Enfin, l’exemple de l’Etat halakhique (Medinat halakha), soit un État « pratiquant » qui prêche la loi religieuse en guise de constitution et se trouve régit par la Tora. Le religieux y jouirait d’un pouvoir total contrôlant tous les domaines de la vie privée et sociale. Il imposerait le caractère orthodoxe de la sphère collective. Ici, les lois juives primeraient sur les droits de la personne et la liberté religieuse ne serait pas garantie : point de légalité en dehors de la halakha. L’Etat « pratiquant » s’oppose donc à la démocratie car il ne reconnait pas la souveraineté populaire et restreint les libertés individuelles. Ainsi, les décisions ne seraient pas fixées par les représentants du peuple mais par les rabbins. Cette vision biblique sans division des pouvoirs contraste avec la vision moderne d’un Etat laïcisé et décentralisé.
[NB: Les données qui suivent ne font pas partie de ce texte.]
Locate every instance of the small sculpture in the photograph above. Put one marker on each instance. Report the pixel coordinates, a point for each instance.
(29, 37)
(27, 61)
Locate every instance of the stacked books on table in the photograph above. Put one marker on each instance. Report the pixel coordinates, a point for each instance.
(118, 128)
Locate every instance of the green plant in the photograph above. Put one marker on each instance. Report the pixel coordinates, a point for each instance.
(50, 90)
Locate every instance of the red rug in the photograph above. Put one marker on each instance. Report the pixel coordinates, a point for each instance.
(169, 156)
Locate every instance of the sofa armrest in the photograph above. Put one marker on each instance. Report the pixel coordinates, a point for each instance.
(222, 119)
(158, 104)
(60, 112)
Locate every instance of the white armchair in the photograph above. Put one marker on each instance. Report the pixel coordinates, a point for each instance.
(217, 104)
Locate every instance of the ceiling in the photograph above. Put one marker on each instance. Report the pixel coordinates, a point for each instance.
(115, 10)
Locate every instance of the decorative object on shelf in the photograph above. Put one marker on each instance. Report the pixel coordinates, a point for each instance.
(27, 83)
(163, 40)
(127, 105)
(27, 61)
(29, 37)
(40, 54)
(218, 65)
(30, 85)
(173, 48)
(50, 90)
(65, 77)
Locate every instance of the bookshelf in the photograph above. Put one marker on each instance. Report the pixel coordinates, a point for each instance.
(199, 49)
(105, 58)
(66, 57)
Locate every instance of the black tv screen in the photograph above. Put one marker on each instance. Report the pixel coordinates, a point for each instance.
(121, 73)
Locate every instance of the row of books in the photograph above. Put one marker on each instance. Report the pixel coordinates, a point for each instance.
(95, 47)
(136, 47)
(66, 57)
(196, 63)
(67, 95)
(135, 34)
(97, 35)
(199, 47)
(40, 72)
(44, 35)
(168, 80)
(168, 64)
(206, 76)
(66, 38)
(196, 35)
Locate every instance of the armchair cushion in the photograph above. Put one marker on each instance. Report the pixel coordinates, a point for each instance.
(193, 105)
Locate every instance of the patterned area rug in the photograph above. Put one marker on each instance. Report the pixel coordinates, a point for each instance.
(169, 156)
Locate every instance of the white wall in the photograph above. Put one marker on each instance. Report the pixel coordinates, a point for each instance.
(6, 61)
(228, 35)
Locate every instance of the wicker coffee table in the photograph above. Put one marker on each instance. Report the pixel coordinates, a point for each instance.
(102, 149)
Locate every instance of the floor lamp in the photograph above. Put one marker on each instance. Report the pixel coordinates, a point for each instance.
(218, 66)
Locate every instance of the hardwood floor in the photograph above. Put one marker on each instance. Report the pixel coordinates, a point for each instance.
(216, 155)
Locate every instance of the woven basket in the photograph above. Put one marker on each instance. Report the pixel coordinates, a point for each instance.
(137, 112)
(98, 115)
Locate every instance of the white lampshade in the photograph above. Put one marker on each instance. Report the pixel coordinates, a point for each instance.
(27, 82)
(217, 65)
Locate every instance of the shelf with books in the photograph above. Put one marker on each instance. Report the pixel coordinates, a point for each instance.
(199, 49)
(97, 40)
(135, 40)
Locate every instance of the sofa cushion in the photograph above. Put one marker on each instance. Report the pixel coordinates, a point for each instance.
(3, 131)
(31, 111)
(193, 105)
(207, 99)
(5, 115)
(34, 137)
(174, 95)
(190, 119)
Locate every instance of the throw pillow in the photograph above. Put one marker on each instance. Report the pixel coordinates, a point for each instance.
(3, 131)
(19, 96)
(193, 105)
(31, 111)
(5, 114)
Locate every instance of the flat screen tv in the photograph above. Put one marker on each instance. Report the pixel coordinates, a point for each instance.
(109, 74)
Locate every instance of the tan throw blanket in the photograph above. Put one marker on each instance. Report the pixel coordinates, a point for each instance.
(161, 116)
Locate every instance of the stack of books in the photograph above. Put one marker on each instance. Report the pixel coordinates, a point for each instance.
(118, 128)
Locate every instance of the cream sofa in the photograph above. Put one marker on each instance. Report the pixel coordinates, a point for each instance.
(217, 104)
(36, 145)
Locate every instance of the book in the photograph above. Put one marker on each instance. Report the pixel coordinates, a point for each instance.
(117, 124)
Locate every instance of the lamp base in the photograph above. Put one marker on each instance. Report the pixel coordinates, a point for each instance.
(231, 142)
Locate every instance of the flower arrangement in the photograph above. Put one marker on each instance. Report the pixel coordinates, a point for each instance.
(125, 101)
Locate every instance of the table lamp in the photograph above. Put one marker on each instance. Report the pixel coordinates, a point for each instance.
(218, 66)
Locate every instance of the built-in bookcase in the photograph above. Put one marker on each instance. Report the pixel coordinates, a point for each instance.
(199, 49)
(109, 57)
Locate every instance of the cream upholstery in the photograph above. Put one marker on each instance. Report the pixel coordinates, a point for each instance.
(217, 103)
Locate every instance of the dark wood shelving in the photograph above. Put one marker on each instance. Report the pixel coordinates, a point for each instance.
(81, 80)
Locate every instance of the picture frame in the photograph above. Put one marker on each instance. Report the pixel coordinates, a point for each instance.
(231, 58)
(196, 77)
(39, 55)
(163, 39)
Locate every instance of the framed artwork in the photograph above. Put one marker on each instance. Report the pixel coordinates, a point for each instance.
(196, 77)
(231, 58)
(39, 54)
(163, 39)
Effectivement, cette forme de théocratie juive qui ambitionne à concrétiser les intentions prophétiques, prêche l'abolition de la démocratie sécularisée. Son avènement instituerait une monarchie avec à sa tête le Machia'h. Mais son aspiration reste essentiellement messianique puisqu'elle ne peut être mise en œuvre avant la venue du Messie.

Synthèse de la problématique
La majorité des Israéliens s’accorde sur le sens sioniste d’Etat juif, sous-tendu par les textes constitutionnels de la Loi Fondamentale et de la Déclaration d’Indépendance alors que celui de Medinat halakha est défendu par les orthodoxes et compris des Arabes au sens religieux. Pourquoi alors demander à une entité extérieure de reconnaitre le caractère spécifique du pays déjà clairement défini par lui ? Le débat n’est ni métaphysique, ni rhétorique mais bien politique. Premièrement, pour les Palestiniens, entériner Israel en tant qu’Etat juif signifie ne plus le revendiquer comme terre d’Islam et donc comme légitimité arabe. Deuxièmement, l’idéologie sioniste d’un foyer national juif implique les droits qui s’y rattachent : la loi du retour. En effet, si la nature juive d’Israel n’est pas rappelée et soulignée, la loi du retour s’applique à tous les citoyens, Juifs comme Palestiniens. L’Etat perdrait alors son statut distinctif. C’est pourquoi, semble-t-il, les Palestiniens s’entêtent à ne pas vouloir reconnaitre l’attribut juif d’Israel afin de pouvoir continuer à revendiquer inlassablement le « droit au retour des réfugiés ». D’où l’insistance de Benjamin Netanyahou, conscient des enjeux vitaux liés à la question.